It can view the room as a compartment containing air. If we let $x\left(t\right)$ denote the amount of carbon monoxide in the room at a time t, we can determine the concentration of carbon monoxide in the room by dividing $x\left(t\right)$by the volume of the room at a time t. one uses the mathematical model described by the following equation to solve for x(t),

$\frac{dx}{dt}=$Input rate – Output rate      ......................(1)                                                             

The dimensions of the room are 12 ft by 8 ft by 8 ft. So, the volume of the room is $\left(12ft\right)·\left(8ft\right)·\left(8ft\right)=768f{t}^3$

We are given that at t = 0 fresh air containing no carbon monoxide is blown into the room at a rate of $100f{t}^3/min$. So, one concludes that the input rate of carbon monoxide in the room is,

$\left(100f{t}^3/min\right)·\left(0\right)=0$

We are given that the air in the room flows out through a vent at the same rate as it is blown into the room i.e., $100f{t}^3/min$. So, one concludes that the output rate of carbon monoxide from the room is,

$\left(100\right)·\frac{x\left(t\right)}{768}=\frac{25·x\left(t\right)}{192}$ 

The air initially contained 3% carbon monoxide. So,

 $$\begin{gathered} \frac{x\left(0\right)}{768}=3\% \\ \frac{x\left(0\right)}{768}=\frac{3}{100} \\ x\left(0\right)=\frac{\left(768\right)\left(3\right)}{100} \\ x\left(0\right)=23.04 \end{gathered}$$

So, one set the initial value $x\left(0\right)=23.04$.

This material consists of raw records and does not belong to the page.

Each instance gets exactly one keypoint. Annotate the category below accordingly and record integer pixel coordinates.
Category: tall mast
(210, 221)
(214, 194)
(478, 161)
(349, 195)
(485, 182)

Substituting the input and output rates from step 3 and step 4 into the equation (1), one will get the following initial value problem as a mathematical model for the mixing problem,

 i.e., $\frac{dx}{dt}=0-\frac{25x\left(t\right)}{192},x\left(0\right)=23.04$

 i.e; $\frac{dx}{dt}+\frac{25x\left(t\right)}{192}=0,x\left(0\right)=23.04$

The differential equation obtained in step 4 is

  $\frac{dx}{dt}+\frac{25x\left(t\right)}{192}=0$                                                                                   …… (2)

Integrating factor, I.F.= $e^{\int \frac{25}{192}dt}=e^{\frac{25}{192}t}$.

Multiplying both sides of equation (2) by $e^{\frac{25}{192}t}$,

$$\begin{gathered} e^{\frac{25}{192}t}·\frac{dx}{dt}+e^{\frac{25}{192}t}·\frac{25·x\left(t\right)}{192}=0 \\ \frac{d}{dt}\left(x{e}^{\frac{25}{192}t}\right)=0 \end{gathered}$$

Now, integrating both sides,

 $x·e^{\frac{25}{192}t}=C$     

where C is an arbitrary constant.

  $x=C{e}^{-\frac{25}{192}t}$                                                                                                      …… (3)

At  t=0, x=23.04    

Therefore, from equation (3),

 $C=23.04$

Substituting this value of C in equation (3),

 $x=\left(23.04\right)e^{-\frac{25}{192}t}$

So, the amount of carbon monoxide in the room after the time, t min is                                                 $x\left(t\right)=\left(23.04\right)e^{-\frac{25}{192}t}$                                      

Firstly, we will find the amount of 0.01% of carbon monoxide by multiplying 0.01% by the volume of the room,

$\left(\frac{0.01}{100}\right)\left(768\right)=0.0768$ 

 Substituting this value of $x\left(t\right)=0.0768$in equation (4),

$$\begin{gathered} 0.0768=\left(23.04\right)e^{-\frac{25}{192}t} \\ {e}^{\frac{25}{192}t}=\frac{23.04}{0.0768} \\ {e}^{\frac{25}{192}t}=300 \\ \frac{25}{192}t=ln300 \\ t=\frac{\left(192\right)ln300}{25} \\ t=43.8min \end{gathered}$$ 

Hence, the amount of carbon monoxide in the air will reach 0.01% after 43.8 min.